Prostate cancer is one of the many health conditions men dread most as they advance in age. Even though there are medications to treat this ailment, men are searching for ways to avoid it entirely, considering the effects and discomfort associated with it.
Thankfully, men can prevent and inhibit the occurrence of prostate cancer by adopting a good lifestyle and making certain food and supplement choices.
Most importantly, there are various nutrients that have been shown to be effective in protecting against prostate cancer and inhibiting its development or progression.
Read below 3 natural prostate cancer killers you should include in your diet to live free of this health condition.
Chili pepper is a source of capsaicin, a substance which does not only provide the hot, spicy trademark of this vegetable, but possesses prostate cancer killing properties as well.
In a recent study from Spain, researchers showed that capsaicin induced the death of prostate cancer cells.
It specifically states that capsaicin increased factors involved with autophagy, the natural destructive process of cells that takes apart dysfunctional components.
Another study from UCLA School of Medicine reported that capsaicin inhibited the growth of prostate cancer cells.
Here’s one of the ways to reap the benefits of chili pepper , apart from incorporating it in your diet. You should begin with a small amount of pepper (1/8 teaspoon) mixed in water. Take this two to three times daily and increased it slowly. Consult with your healthcare provider before beginning cayenne supplements.
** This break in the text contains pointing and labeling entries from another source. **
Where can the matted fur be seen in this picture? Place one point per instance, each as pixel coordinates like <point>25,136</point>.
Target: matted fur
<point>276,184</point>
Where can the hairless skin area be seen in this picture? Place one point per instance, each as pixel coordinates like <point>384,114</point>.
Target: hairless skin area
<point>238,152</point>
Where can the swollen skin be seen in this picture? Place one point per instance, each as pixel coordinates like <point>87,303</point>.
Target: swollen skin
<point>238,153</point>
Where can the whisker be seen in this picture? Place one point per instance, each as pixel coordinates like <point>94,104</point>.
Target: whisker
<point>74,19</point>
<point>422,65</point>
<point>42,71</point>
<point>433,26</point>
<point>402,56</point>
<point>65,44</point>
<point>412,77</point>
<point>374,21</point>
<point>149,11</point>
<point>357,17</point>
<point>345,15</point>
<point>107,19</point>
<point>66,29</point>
Ginger is another useful spice to prevent the development of prostate cancer. Researchers observed that ginger inhibited cancer cell growth and tumor growth, promoted apoptosis, and inhibited cell life progression (cell cycling) in mice.
Numerous subsequent studies have supported these findings, including a University of Texas at Austin study in which a team demonstrated how 6-shogaol, a potent compound in ginger, reduced survival, inhibited tumor growth, and induced cell suicide in both human and mouse prostate cancer cells.
Thus far there’s no decision about an effective dosage of ginger for men who want to help prevent prostate cancer. Based on what has been shown to be effective in mice, 648 mg per day may be suggested for a 176-pound man (8.1 mg per 2.2 lb).
The polyphenols in green tea known as catechins inhibit the growth of prostate cancer cells, as demonstrated in both laboratory and human studies. For example, one trial showed that catechins in green tea were 90 percent effective in preventing prostate cancer in men who had pre-malignant lesions.
The men in the study took 200 mg of green tea catechins three times daily for one year.
Numerous laboratory studies have pointed to the benefits of green tea and its catechins in prostate cancer, including a University of Toledo (Ohio) study in which the main catechin in green tea, epigallocatechin-3-gallate (EGCG), was noted to “provide protective effects against inflammation in the prostate and benefit prostate cancer treatment.”
The amount of EGCG in each cup of green tea can vary greatly depending on the brand, form of the tea, how you prepare it, where it was grown, and so on. You may get as much as 180 mg EGCG per cup, but don’t always count on it. When drinking green tea, you can get the most EGCG from each cup you drink.